On qualifierait volontiers de sénilité l’état actuel du régime de la Somme, si l’application de cette métaphore à des faits d’ordre inorganique n’était pas sans inconvénients. Elle ne roule plus d’alluvions ; mais elle travaille à sa manière, par la végétation qu’elle favorise, à combler la vallée trop large dont elle dispose. Cette vallée est à fond plat ; de la base des croupes de craie qui se dressent assez brusquement de part et d’autre, les eaux suintent avec assez d’abondance pour qu’une série de marais et d’étangs longe le pied des coteaux. Le chenal reste toutefois distinct, grâce à un renflement qui relève vers le centre le profil de la vallée. Mais soit par des brèches naturelles, soit par des fossés de main d’homme, il communique souvent avec les sillons parallèles qui l’accompagnent. La vallée ressemble ainsi à un labyrinthe aquatique on dort une eau pure, profonde et herbeuse. Lorsque quelque ville aux remparts de brique se mire dans ces eaux dormantes, c’est une étrange apparition qui fait songer à des cités lointaines ; tel est, par exemple, le site de Péronne.

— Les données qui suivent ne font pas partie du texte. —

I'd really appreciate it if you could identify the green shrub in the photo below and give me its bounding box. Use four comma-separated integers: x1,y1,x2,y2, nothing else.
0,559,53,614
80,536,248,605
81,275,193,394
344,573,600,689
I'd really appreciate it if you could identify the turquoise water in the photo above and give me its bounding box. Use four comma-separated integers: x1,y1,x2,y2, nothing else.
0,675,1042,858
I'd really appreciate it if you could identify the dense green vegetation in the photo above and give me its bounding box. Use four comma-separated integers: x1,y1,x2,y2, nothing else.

Dans la limpidité de ces eaux les sphagnes, dont les racines décomposées se transforment en tourbes, ont beau jeu pour se propager. La tourbe occupe une grande partie de la vallée. Elle ne tarderait pas à l’envahir tout entière, si une sorte de culture très spéciale n’avait pris possession de ce terreau noir et végétal : celle des hortillons. On voit aux abords des villes la vallée découpée comme un damier par des aires, petits lopins aménagés en jardins maraîchers. De petites barques longues et effilées, maniées à la perche, circulent entre ces mottes sises presque à fleur d’eau, et qui seraient à la merci d’un caprice de la rivière, si la Somme avait encore des caprices.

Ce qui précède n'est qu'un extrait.